Description
The product uses a cryptographic primitive that uses an Initialization
Vector (IV), but the product does not generate IVs that are
sufficiently unpredictable or unique according to the expected
cryptographic requirements for that primitive.
By design, some cryptographic primitives
(such as block ciphers) require that IVs
must have certain properties for the
uniqueness and/or unpredictability of an
IV. Primitives may vary in how important
these properties are. If these properties
are not maintained, e.g. by a bug in the
code, then the cryptography may be weakened
or broken by attacking the IVs themselves.
Modes of Introduction:
– Implementation
Related Weaknesses
Consequences
Confidentiality: Read Application Data
If the IV is not properly initialized, data that is encrypted can be compromised and information about the data can be leaked.
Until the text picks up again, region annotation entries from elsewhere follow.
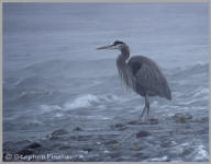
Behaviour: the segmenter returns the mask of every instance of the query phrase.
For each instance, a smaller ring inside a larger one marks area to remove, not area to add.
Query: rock
[[[40,147],[41,147],[40,143],[34,142],[34,143],[27,145],[25,149],[37,149],[37,148],[40,148]]]
[[[151,118],[148,121],[151,125],[158,125],[159,124],[158,118]]]
[[[33,153],[34,153],[34,151],[31,149],[22,149],[21,151],[18,152],[18,154],[23,155],[23,156],[31,155]]]
[[[116,130],[125,130],[126,129],[125,125],[123,125],[123,124],[115,124],[115,125],[111,126],[111,128],[116,129]]]
[[[56,136],[52,136],[51,138],[49,138],[49,140],[58,140],[59,139],[59,137],[56,137]]]
[[[64,130],[64,129],[58,129],[55,130],[54,132],[52,132],[52,136],[62,136],[62,134],[67,134],[68,131]]]
[[[116,140],[110,140],[108,142],[106,142],[104,144],[116,144],[119,143]]]
[[[134,155],[135,157],[138,157],[138,159],[142,159],[142,160],[145,160],[145,159],[148,159],[149,156],[147,156],[147,155],[145,155],[144,153],[136,153],[135,155]]]
[[[91,148],[84,148],[82,151],[91,152],[93,149]]]
[[[173,118],[177,124],[186,124],[188,120],[192,119],[192,115],[188,113],[177,113],[173,116]]]
[[[73,129],[74,131],[82,131],[82,129],[80,127],[76,127]]]
[[[141,151],[141,150],[143,150],[144,148],[143,147],[141,147],[141,145],[138,145],[138,144],[135,144],[135,145],[133,145],[132,148],[131,148],[131,150],[133,150],[133,151]]]
[[[123,124],[115,124],[114,127],[115,128],[122,128],[122,127],[124,127],[124,125]]]
[[[144,138],[144,137],[148,137],[151,136],[151,133],[148,131],[140,131],[136,133],[136,138]]]
[[[127,124],[129,125],[147,125],[147,122],[143,122],[143,121],[140,121],[140,120],[131,120]]]
[[[71,149],[69,145],[63,145],[59,148],[59,150],[67,150],[67,149]]]

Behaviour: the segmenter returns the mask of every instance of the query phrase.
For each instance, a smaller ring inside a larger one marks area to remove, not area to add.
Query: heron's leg
[[[146,108],[147,108],[147,121],[148,121],[149,102],[148,102],[148,95],[147,95],[147,94],[146,94],[146,96],[145,96],[145,102],[146,102]]]
[[[140,116],[140,120],[143,118],[144,113],[145,113],[145,110],[147,109],[147,104],[148,104],[148,99],[147,99],[146,96],[145,96],[145,106],[144,106],[144,108],[143,108],[143,110],[142,110],[142,114],[141,114],[141,116]]]
[[[144,106],[144,108],[143,108],[143,110],[142,110],[142,114],[141,114],[141,116],[140,116],[140,120],[143,118],[145,110],[146,110],[146,105]]]

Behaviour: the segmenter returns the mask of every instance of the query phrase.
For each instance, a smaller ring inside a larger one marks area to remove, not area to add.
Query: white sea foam
[[[121,98],[119,98],[116,95],[113,94],[107,94],[107,95],[93,95],[93,94],[87,94],[77,97],[76,99],[71,102],[67,102],[64,104],[64,109],[77,109],[77,108],[87,108],[90,106],[99,106],[100,108],[104,108],[104,103],[109,102],[118,102]]]
[[[209,153],[204,149],[204,145],[198,145],[193,152],[195,161],[206,161],[209,160]]]
[[[77,97],[73,102],[67,102],[64,104],[64,109],[76,109],[76,108],[84,108],[84,107],[90,107],[91,104],[99,103],[99,98],[96,95],[87,94],[80,97]]]

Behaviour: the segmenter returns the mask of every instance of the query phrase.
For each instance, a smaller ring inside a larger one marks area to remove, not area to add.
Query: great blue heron
[[[144,56],[134,56],[129,60],[130,48],[125,43],[120,40],[115,40],[109,46],[102,46],[97,49],[119,49],[121,51],[116,58],[116,66],[122,81],[126,86],[132,87],[134,92],[145,97],[145,106],[140,116],[140,120],[146,109],[148,120],[148,96],[160,96],[171,99],[168,83],[153,60]]]

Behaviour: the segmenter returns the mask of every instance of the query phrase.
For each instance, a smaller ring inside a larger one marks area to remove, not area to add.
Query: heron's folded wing
[[[149,92],[155,92],[159,96],[171,98],[167,81],[157,67],[142,63],[142,67],[136,71],[135,77],[140,86]]]

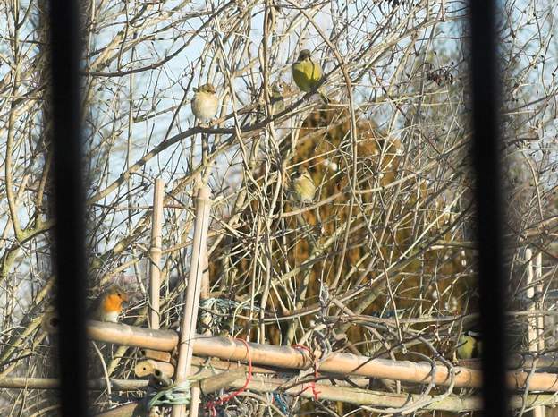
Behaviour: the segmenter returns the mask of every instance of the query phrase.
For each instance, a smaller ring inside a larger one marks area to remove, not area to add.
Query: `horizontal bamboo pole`
[[[171,352],[178,344],[178,334],[173,330],[155,330],[95,320],[88,322],[87,330],[89,338],[93,340],[127,346]]]
[[[244,387],[245,378],[235,379],[230,384],[232,388]],[[248,388],[259,392],[276,392],[286,381],[283,379],[270,379],[269,378],[254,376],[248,385]],[[430,396],[421,394],[396,394],[382,391],[371,391],[364,388],[354,388],[346,387],[332,386],[327,383],[316,384],[316,391],[320,400],[339,401],[342,403],[354,404],[357,405],[369,405],[371,407],[403,407],[410,405],[415,401],[421,403],[432,401]],[[314,398],[314,392],[311,384],[301,384],[290,387],[284,391],[292,396],[300,396],[306,398]],[[510,398],[510,408],[520,409],[523,406],[523,396],[512,396]],[[558,404],[558,397],[552,394],[532,394],[527,396],[526,408],[536,405],[553,405]],[[458,396],[448,396],[440,400],[433,400],[430,404],[421,406],[422,409],[447,411],[453,413],[479,411],[482,410],[482,398],[480,396],[461,397]]]
[[[156,361],[161,361],[164,362],[171,362],[171,353],[168,352],[156,351],[153,349],[141,349],[140,353],[141,353],[141,356],[146,359],[155,359]]]
[[[147,347],[162,351],[170,351],[178,342],[177,334],[172,330],[152,330],[116,323],[90,322],[89,336],[102,342],[117,343],[133,346]],[[173,345],[174,343],[174,345]],[[250,349],[252,363],[292,370],[306,370],[312,366],[309,353],[300,349],[288,346],[248,344]],[[240,340],[218,336],[197,335],[193,343],[194,353],[199,356],[213,356],[225,361],[248,361],[246,346]],[[321,372],[334,374],[351,374],[363,377],[397,379],[406,382],[428,383],[431,379],[435,384],[447,386],[451,382],[451,370],[436,362],[413,362],[410,361],[392,361],[388,359],[359,356],[351,353],[332,353],[324,360],[319,360]],[[480,387],[481,372],[462,367],[452,368],[454,386],[463,387]],[[508,373],[508,384],[511,389],[521,389],[525,387],[528,372],[513,371]],[[558,391],[558,375],[536,373],[529,379],[529,389],[532,391]]]
[[[148,386],[148,379],[109,379],[113,391],[136,391]],[[89,379],[89,389],[106,389],[106,379]],[[60,381],[56,378],[2,378],[0,388],[14,389],[59,389]]]

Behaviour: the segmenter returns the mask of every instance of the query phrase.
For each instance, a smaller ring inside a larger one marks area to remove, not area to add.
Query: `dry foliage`
[[[0,4],[0,381],[56,372],[55,340],[40,326],[55,285],[44,7]],[[500,22],[509,333],[517,351],[552,351],[556,341],[555,9],[506,1]],[[209,330],[326,354],[452,361],[477,303],[467,17],[464,2],[447,0],[83,2],[90,298],[124,285],[133,294],[125,321],[148,325],[150,204],[160,176],[161,327],[173,325],[188,277],[193,196],[207,181],[214,196]],[[328,104],[292,84],[290,65],[302,47],[325,69]],[[190,100],[207,81],[217,86],[222,106],[202,132]],[[281,106],[267,98],[275,84]],[[311,204],[295,203],[290,192],[302,167],[317,185]],[[544,344],[529,345],[529,309],[546,314],[545,334],[534,334]],[[113,378],[133,378],[136,349],[99,347]],[[99,361],[91,356],[95,369]],[[103,408],[123,396],[92,400]],[[228,415],[278,414],[263,408],[271,398],[238,397]],[[293,413],[357,408],[285,401]],[[56,409],[40,390],[0,394],[2,415]]]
See [REF-1179].
Potential Mitigations
Phase: Implementation
Description:
CVE References
- CVE-2020-1472
- ZeroLogon vulnerability – use of a static IV of all zeroes in AES-CFB8 mode
- CVE-2011-3389
- BEAST attack in SSL 3.0 / TLS 1.0. In CBC mode, chained initialization vectors are non-random, allowing decryption of HTTPS traffic using a chosen plaintext attack.
- CVE-2001-0161
- wireless router does not use 6 of the 24 bits for WEP encryption, making it easier for attackers to decrypt traffic
- CVE-2001-0160
- WEP card generates predictable IV values, making it easier for attackers to decrypt traffic
- CVE-2017-3225
- device bootloader uses a zero initialization vector during AES-CBC
- CVE-2016-6485
- crypto framework uses PHP rand function – which is not cryptographically secure – for an initialization vector
- CVE-2014-5386
- encryption routine does not seed the random number generator, causing the same initialization vector to be generated repeatedly
- CVE-2020-5408
- encryption functionality in an authentication framework uses a fixed null IV with CBC mode, allowing attackers to decrypt traffic in applications that use this functionality
- CVE-2017-17704
- messages for a door-unlocking product use a fixed IV in CBC mode, which is the same after each restart
- CVE-2017-11133
- application uses AES in CBC mode, but the pseudo-random secret and IV are generated using math.random, which is not cryptographically strong.
- CVE-2007-3528
- Blowfish-CBC implementation constructs an IV where each byte is calculated modulo 8 instead of modulo 256, resulting in less than 12 bits for the effective IV length, and less than 4096 possible IV values.